Introduction

The flow rule subsystem is responsible for managing flow rules in the system and installing them in devices in the network. 

This subsystem implements the semantics of a distributed authoritative flow table where the master copy of the flow rules lies with the controller and this is pushed down to the devices. This means that the flow rule subsystem never tries to discover information from the network or tries to work around flows that already exist on devices. If ONOS detects a flow on a device that should not be there according to its authoritative flow table, that flow will be removed.

The general model implemented by the flow rule subsystem is applicable to the group subsystem and metrics subsystem as well.

Managing Flows

Flows are installed into the flow rule subsystem through the FlowRuleService API. Flows in the system exist in one of the following states:

The flow rule subsystem supports installing flows in batches which are dependent on one another. This done using the FlowRuleOperations object, which contains a list of stages of FlowRuleOperation. The semantics are that the operations in each stage must be fully completed before the flow rule system can begin working on the subsequent stage.  An example usage of this feature is when you want to install the tail of a path before the head flow rule to prevent traffic from being black-holed while the path is being set up.

Dataplane reconciliation

Flow rule providers are responsible for collecting statistics on flows installed in the network and reporting these statistics to the flow rule subsystem. The flow rule subsystem uses these reports to ensure that its idea of the authoritative state is still present on the devices on the network.

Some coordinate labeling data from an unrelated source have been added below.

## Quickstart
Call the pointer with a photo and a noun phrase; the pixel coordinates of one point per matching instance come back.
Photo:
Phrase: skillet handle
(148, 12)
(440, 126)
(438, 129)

For example, the OpenFlowRuleProvider periodically queries the flows on the device using OpenFlow FLOW_STATS_REQUEST messages. When the device responds with FLOW_STATS_REPLIES, the provider sends this information to the flow rule subsystem using the FlowRuleProviderService#pushFlowMetrics() method. If the flow rule subsystem can match those flow metrics to flows in its store, it will update the statistics on those flows. If it sees extraneous flows on the dataplane that aren’t in its store, it will remove those from the dataplane. If it detects that a flow is missing from the dataplane, it will attempt to reinstall it.